Apr 15 18:00:02 Firewall: [Complete] 22798 IPs currently banned. 50 New IP's Banned. 22797 Banned Overall [2s]

 

[skeal]

Please copy the exact output.


EDIT;

That's just lsmod trying to load a kernel module that's already loaded. You can ignore that error, ill silence it in future.

Running the script by its-self wont prompt you for input, you have to specify the command when executing. For example..

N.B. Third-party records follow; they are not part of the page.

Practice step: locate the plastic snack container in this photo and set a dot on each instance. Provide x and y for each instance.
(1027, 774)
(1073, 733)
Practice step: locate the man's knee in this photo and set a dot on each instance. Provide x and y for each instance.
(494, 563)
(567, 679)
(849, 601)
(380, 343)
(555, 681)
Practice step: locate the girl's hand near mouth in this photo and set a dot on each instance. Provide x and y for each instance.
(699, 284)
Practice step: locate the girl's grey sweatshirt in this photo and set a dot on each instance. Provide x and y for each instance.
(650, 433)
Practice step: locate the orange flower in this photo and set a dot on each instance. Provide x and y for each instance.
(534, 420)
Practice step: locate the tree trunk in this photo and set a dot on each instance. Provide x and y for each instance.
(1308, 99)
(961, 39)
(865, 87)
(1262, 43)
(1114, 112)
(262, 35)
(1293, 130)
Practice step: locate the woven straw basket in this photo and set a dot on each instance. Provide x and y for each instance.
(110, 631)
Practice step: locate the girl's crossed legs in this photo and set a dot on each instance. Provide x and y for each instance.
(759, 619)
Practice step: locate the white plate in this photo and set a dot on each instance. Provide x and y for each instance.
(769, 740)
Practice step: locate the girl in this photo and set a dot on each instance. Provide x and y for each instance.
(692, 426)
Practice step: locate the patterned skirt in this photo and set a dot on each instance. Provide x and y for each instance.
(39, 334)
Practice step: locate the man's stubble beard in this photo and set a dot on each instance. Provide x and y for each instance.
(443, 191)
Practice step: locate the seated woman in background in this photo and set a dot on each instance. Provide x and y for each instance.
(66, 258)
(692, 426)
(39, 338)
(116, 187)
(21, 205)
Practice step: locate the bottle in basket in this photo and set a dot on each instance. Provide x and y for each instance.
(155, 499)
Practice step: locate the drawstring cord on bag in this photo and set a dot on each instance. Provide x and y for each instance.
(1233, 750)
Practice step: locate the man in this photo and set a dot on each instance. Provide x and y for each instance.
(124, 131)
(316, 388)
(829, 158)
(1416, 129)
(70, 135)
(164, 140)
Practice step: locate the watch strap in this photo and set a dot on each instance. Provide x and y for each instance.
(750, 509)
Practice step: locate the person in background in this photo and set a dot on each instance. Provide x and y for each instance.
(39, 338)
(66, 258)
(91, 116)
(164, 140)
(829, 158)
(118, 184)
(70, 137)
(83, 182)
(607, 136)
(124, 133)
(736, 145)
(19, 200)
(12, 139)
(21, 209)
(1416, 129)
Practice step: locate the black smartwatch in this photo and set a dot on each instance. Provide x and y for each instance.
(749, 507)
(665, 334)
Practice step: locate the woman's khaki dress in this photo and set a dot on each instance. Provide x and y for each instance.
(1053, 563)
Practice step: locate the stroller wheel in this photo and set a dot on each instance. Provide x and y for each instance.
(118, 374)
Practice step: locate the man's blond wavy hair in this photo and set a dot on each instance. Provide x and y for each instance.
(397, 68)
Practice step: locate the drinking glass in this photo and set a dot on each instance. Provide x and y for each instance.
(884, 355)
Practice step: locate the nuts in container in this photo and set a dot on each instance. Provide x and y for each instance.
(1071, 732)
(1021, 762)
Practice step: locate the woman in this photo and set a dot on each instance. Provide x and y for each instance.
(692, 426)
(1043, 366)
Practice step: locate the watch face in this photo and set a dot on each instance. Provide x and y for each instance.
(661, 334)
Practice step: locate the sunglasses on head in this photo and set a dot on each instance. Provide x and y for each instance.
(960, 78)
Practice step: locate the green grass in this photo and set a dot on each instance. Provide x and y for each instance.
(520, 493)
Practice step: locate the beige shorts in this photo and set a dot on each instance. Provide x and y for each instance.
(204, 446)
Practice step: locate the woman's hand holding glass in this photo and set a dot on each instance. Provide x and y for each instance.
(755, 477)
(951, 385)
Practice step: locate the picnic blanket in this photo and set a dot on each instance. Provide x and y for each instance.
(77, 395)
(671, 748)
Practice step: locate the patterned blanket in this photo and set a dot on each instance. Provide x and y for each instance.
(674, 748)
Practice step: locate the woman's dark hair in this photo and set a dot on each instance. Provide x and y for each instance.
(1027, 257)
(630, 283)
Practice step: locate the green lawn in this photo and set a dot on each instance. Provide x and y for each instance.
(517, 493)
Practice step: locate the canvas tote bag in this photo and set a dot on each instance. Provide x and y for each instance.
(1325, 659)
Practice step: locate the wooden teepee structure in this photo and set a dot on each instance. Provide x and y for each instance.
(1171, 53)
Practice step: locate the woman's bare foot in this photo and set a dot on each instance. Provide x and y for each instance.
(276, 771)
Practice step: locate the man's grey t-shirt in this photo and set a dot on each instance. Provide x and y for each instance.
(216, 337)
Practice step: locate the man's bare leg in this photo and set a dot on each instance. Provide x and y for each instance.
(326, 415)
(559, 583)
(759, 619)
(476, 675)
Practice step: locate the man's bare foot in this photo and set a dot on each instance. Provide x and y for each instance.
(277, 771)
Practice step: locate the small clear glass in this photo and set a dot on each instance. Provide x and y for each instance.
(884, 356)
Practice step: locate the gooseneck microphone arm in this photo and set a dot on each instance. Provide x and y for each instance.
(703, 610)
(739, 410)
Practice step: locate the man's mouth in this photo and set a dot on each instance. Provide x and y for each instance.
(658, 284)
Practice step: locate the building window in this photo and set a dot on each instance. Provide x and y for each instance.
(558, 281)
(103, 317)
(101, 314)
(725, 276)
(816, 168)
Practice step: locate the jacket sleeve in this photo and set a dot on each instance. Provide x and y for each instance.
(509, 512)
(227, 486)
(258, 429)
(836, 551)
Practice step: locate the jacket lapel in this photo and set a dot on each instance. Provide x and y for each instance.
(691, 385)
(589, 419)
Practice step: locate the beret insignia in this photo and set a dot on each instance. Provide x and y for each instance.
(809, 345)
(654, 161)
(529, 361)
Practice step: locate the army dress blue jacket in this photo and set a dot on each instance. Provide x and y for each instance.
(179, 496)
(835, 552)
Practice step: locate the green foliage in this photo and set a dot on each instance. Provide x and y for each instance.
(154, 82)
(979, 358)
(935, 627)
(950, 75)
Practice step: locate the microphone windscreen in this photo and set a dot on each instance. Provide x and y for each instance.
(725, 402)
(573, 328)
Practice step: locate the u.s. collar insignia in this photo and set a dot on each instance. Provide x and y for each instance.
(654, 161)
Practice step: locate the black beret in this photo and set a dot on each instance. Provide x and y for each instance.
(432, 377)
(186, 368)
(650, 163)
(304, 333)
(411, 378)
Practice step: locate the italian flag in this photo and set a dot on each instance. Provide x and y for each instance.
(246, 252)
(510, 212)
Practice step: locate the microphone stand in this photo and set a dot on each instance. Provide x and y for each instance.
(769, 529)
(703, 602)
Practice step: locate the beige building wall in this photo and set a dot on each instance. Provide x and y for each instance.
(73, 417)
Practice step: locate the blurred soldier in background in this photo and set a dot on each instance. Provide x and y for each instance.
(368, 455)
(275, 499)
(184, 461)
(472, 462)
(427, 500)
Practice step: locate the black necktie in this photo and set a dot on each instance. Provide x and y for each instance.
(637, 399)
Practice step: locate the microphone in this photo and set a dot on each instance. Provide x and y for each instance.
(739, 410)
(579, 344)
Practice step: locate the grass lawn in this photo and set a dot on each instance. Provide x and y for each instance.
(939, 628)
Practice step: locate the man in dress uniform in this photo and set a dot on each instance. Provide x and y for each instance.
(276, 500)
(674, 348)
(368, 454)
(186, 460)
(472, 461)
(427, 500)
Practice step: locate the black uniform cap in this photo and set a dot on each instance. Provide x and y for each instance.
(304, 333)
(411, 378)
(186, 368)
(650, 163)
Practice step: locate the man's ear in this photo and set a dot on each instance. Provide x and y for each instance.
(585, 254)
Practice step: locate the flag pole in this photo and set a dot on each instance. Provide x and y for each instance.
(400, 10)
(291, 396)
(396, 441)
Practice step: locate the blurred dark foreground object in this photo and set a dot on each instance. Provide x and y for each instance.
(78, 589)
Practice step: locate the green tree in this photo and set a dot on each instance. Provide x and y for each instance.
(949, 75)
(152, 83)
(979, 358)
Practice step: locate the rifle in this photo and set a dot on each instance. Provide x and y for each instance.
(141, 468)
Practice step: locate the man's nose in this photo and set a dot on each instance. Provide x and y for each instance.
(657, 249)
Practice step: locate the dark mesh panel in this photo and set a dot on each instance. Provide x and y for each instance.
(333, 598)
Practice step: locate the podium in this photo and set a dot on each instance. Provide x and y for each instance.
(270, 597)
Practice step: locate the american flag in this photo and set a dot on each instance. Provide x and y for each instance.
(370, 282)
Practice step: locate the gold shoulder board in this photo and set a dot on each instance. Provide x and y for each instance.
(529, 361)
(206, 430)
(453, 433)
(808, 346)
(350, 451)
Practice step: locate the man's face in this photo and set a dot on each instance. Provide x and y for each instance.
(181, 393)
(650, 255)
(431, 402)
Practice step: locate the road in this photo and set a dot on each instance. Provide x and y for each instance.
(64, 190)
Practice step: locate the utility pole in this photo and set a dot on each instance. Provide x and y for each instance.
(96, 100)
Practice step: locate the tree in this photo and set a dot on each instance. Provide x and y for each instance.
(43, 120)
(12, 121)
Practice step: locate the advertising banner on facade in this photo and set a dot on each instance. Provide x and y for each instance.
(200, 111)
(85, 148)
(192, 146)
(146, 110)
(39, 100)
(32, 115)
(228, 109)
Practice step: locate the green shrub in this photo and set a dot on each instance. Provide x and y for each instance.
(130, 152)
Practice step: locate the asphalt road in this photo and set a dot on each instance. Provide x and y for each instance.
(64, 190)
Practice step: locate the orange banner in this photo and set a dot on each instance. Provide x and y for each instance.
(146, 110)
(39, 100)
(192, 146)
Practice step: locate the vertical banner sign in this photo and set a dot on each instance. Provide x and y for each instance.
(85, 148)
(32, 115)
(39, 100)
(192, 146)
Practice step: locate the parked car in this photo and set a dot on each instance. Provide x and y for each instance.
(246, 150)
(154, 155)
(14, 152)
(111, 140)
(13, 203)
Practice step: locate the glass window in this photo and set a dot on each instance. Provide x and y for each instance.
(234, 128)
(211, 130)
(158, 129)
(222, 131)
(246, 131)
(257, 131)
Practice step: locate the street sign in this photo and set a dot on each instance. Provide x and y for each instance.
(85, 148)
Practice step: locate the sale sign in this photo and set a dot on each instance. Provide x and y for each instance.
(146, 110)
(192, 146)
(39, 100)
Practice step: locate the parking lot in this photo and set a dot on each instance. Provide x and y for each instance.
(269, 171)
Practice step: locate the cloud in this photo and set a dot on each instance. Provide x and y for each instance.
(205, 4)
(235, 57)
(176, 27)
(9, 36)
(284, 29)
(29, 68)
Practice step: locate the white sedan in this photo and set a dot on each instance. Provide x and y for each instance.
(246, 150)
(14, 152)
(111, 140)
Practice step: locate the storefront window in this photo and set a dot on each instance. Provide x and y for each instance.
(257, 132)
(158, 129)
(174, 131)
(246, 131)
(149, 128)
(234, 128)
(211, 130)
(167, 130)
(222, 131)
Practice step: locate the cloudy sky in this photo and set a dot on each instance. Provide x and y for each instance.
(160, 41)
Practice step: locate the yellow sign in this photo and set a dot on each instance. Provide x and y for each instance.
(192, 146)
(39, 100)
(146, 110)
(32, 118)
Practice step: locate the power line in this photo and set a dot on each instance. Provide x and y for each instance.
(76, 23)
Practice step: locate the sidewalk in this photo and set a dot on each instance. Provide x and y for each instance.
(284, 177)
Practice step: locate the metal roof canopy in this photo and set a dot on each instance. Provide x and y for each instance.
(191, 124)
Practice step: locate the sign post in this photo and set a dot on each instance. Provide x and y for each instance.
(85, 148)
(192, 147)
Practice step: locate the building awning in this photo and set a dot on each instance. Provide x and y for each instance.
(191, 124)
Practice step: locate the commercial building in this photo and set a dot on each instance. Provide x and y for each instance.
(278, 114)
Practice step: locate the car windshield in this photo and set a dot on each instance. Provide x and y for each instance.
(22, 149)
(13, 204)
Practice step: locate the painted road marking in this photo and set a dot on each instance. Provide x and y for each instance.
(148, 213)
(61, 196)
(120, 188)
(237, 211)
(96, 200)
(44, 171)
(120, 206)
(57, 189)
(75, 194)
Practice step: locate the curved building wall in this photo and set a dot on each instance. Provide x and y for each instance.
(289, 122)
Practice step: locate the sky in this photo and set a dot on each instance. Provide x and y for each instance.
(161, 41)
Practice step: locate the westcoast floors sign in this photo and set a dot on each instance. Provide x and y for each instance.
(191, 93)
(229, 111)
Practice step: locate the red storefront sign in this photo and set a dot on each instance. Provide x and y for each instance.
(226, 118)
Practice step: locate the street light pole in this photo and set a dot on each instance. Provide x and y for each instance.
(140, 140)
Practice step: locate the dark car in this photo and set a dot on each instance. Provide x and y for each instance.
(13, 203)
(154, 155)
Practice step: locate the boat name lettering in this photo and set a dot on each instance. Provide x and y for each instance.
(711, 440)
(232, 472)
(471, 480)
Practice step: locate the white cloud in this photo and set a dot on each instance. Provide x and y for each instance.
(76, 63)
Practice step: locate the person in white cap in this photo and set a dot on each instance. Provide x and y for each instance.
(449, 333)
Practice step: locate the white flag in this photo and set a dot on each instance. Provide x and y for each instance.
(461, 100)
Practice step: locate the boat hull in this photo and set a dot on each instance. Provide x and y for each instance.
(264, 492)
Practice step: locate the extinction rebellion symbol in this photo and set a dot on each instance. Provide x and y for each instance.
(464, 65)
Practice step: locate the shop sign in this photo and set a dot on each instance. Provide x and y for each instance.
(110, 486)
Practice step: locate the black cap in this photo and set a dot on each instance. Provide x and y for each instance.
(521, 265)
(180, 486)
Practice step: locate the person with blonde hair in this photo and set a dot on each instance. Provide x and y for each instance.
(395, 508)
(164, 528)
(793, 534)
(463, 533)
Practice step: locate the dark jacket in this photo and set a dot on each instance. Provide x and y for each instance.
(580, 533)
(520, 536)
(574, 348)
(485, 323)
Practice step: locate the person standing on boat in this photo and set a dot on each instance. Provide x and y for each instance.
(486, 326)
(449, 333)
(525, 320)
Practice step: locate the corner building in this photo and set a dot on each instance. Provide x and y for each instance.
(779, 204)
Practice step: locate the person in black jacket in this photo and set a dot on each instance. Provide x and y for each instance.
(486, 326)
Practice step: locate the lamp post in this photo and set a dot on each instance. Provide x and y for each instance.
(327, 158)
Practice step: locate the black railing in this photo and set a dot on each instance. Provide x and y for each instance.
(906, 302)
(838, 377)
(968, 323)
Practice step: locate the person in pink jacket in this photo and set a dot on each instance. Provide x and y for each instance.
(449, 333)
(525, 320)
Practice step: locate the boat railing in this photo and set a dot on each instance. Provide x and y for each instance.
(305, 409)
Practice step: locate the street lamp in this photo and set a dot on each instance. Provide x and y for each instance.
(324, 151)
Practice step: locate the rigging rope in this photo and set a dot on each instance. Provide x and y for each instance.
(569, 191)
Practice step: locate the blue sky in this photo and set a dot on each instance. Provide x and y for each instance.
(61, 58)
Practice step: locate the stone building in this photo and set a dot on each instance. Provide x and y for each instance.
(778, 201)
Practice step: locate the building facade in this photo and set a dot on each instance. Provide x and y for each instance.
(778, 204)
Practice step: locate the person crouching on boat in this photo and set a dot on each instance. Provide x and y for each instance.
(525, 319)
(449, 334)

sh /jffs/scripts/firewall save

Also, the hourly update in your log should look like the following (if you setup the "/jffs/scripts/firewall-start" script as shown)

The output is as follows:


@Lil_Kitty:/jffs/scripts# ./firewall
#!/bin/sh
#################################################################################################
## - 12/04/2017 --- RT-AC56U/RT-AC68U Firewall Addition By Adamm v2.9 - #
###################################################################################################################
### ----- Make Sure To Edit The Following Files ----- #
### /jffs/scripts/firewall-start <-- Sets up cronjob/iptables rules #
### /jffs/scripts/firewall <-- Blacklists IP's From /jffs/scripts/ipset.txt #
### /jffs/scripts/ipset.txt <-- Banned IP List/IPSet Rules #
###################################################################################################################
##############################
### Commands ###
##############################
UNBANSINGLE="unban" # <-- Remove Single IP From Blacklist
UNBANALL="unbanall" # <-- Unbans All IPs In Blacklist
REMOVEBANS="removeall" # <-- Remove All Entries From Blacklist
SAVEIPSET="save" # <-- Save Blacklists to /jffs/scripts/ipset.txt
BANSINGLE="ban" # <-- Adds Entry To Blacklist
BANCOUNTRYSINGLE="country" # <-- Adds entire country to blacklist
BANCOUNTRYLIST="bancountry" # <-- Bans specified countries in this file
BANMALWARE="banmalware" # <-- Bans various malware domains
WHITELIST="whitelist" # <-- Add IPs from path to Whitelist
NEWLIST="new" # <-- Create new IPSet Blacklist
##############################
Correct Settings Detected.
Correct Settings Detected
[IP Banning Started] ... ... ...
insmod: can't insert '/lib/modules/2.6.36.4brcmarm/kernel/net/netfilter/xt_set.ko': File exists
[Complete] 4 IPs currently banned. 3 New IP's Banned. 43076 Banned Overall [1s]
@Lil_Kitty:/jffs/scripts#



Any ideas?

Edit: I changed the permissions on the ipset.txt in jffs/scripts to writable and I can do a ./firewall save now successfully.

 

[Adamm]

That output is perfectly normal and the script is running as it should, what are you trying todo specifically?

 

[skeal]

That output is perfectly normal and the script is running as it should, what are you trying todo specifically?

Trying to figure out why I don't get hourly updates?